Es necesario especificar que con respecto a los estudios humanísticos, el período de la República contó con destacados representantes en sus diferentes disciplinas, los cuales coadyuvaron de forma destacada a la toma de conciencia de la población acerca de la realidad económica y política en la cual se encontraba inmerso el país, e influyeron decisivamente en el desarrollo ulterior de las ciencias sociales a partir del triunfo de la Revolución de 1959.39
Entre ellos, merecen destacarse los historiadores: Ramiro Guerra Sánchez (1880-1970), dentro de cuya obra resalta el estudio de la Guerra de los Diez Años, caracterizándose sus trabajos por una diestra utilización del enfoque socioeconómico; Emilio Roig de Leuchsenring (1889-1964), Historiador de la Ciudad de La Habana desde 1935, quien dedicó una parte importante de su obra a la denuncia del papel desempeñado por Estados Unidos de América en los problemas de la Isla y fundó la Sociedad Cubana de Estudios Históricos e Internacionales (1940), mediante la cual organizó 13 congresos nacionales de historia en el transcurso de las dos décadas siguientes; así como Julio Le Riverend Brusone (1912-1998), cuyas obras iniciales sobre historia económica e historia regional sentaron pautas científicas y metodológicas.

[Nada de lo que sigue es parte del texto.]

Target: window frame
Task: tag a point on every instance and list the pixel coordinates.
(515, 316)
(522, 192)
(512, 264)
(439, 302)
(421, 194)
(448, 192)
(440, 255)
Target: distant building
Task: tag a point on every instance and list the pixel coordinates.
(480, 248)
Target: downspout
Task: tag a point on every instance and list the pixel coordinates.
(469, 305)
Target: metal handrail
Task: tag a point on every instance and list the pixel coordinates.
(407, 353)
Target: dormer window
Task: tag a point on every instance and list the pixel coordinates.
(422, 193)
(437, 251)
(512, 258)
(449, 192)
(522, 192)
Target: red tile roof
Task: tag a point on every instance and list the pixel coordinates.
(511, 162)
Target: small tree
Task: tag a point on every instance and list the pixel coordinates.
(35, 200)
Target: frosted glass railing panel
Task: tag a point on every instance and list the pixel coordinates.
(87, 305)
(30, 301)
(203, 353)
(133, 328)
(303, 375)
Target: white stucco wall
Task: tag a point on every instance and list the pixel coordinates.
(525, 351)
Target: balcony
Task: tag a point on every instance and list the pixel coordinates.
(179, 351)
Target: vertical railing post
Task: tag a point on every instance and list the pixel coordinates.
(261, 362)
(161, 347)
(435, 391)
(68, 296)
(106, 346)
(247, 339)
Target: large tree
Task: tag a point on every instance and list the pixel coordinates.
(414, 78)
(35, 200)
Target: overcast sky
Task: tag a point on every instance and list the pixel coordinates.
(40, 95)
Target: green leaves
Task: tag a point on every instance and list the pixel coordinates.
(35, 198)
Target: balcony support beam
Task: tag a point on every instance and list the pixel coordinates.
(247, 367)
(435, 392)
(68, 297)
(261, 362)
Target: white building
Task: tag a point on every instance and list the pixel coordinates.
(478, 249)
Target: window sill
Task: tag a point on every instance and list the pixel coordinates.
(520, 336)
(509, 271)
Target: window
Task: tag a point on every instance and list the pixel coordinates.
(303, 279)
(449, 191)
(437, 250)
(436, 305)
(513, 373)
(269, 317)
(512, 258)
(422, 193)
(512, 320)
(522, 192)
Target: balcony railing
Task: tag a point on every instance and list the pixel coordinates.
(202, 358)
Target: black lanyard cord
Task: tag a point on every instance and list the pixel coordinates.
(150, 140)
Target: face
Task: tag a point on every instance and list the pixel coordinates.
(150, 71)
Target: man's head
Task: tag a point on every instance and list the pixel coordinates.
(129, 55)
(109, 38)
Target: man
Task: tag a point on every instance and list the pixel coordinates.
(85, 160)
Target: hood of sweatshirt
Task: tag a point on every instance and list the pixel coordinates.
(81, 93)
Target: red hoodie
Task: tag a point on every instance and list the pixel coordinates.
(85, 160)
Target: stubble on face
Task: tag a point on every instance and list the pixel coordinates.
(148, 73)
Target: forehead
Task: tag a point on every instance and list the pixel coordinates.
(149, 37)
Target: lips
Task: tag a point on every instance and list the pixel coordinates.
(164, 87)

De igual modo, una especial mención debe realizarse con respecto al antropólogo Fernando Ortiz Fernández (1881-1969), estudioso de las raíces histórico-culturales cubanas, cuya posición en defensa de la causa de los negros y de la herencia indigenista lo sitúan como un decidido representante del antirracismo en Cuba. Asimismo, pudieran agregarse la labor desplegada por el también antropólogo Carlos García Robiou (1900-1961), quien fue director del Museo Antropológico Montané y autor de valiosos trabajos, y el aporte magisterial de Salvador Massip Valdés (1891-1978), quien desde los predios universitarios supo concebir la enseñanza de la geografía en su importante relación con el desarrollo socioeconómico y la educación patriótica.